Plight of Iraqi Refugees - 0 views

  • Plight of Iraqi refugees shapes nuns' visit to Middle East WASHINGTON (CNS) -- A family of six Iraqis lives in a unheated, single room in Beirut, Lebanon -- the adults unable to work legally, the teenager with diabetes unable to get medical care or attend school. The family -- an engineer, his wife and three children, and the wife's brother -- fled violence in their homeland two years after they received threats and their home was fired upon. Once out of the country, they quickly burned through their savings. For Mercy Sister Anne Curtis, the refugee family helped define what she described as abhorrent conditions for the millions of Iraqis who have fled their homeland, most taking up residence in Lebanon or Syria. She was one of a group of eight U.S. women religious from different communities who spent more than a week with Catholic Relief Services in mid-January looking into the problems and aid opportunities for Iraqi refugees in Syria and Lebanon.

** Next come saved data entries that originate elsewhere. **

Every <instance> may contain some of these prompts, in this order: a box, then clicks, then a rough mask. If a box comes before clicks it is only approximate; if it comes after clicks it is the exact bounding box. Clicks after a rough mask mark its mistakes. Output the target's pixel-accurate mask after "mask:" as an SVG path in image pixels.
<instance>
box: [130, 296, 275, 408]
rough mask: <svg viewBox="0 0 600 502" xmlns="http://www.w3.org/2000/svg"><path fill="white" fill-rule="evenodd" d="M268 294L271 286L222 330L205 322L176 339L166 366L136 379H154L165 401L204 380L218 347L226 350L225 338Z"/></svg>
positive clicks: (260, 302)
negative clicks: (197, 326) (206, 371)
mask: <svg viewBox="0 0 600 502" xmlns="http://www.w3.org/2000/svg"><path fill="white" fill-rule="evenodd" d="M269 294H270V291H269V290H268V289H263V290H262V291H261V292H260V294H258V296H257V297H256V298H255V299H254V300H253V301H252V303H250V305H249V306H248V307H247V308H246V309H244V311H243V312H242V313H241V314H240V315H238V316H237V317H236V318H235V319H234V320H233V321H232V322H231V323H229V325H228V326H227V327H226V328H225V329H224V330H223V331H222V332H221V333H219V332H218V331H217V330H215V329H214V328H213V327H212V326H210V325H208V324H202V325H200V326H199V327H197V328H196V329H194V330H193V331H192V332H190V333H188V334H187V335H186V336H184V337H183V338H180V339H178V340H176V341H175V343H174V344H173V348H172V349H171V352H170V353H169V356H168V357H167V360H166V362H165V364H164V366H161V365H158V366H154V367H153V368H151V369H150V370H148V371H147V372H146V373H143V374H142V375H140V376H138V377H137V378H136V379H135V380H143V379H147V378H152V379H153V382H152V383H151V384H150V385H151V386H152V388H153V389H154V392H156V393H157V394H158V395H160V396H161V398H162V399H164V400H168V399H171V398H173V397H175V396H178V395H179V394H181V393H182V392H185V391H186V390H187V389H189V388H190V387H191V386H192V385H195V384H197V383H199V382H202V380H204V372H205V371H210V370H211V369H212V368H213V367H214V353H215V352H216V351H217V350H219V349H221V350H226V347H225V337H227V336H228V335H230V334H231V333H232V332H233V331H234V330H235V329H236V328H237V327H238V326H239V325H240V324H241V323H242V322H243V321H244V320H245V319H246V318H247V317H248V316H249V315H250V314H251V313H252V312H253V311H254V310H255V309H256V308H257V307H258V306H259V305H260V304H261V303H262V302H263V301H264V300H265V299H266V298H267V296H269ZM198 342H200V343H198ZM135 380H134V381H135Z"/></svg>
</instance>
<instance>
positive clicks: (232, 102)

CRS is the U.S. bishops' overseas relief and development agency. "I'm still sorting out my impressions," Sister Curtis told Catholic News Service in a phone interview a few days after the delegation returned to the U.S. Jan. 20. During her first few days in the Middle East, she said she felt "an overwhelming sense of sorrow and shame about a U.S. war and the consequences; such massive human suffering."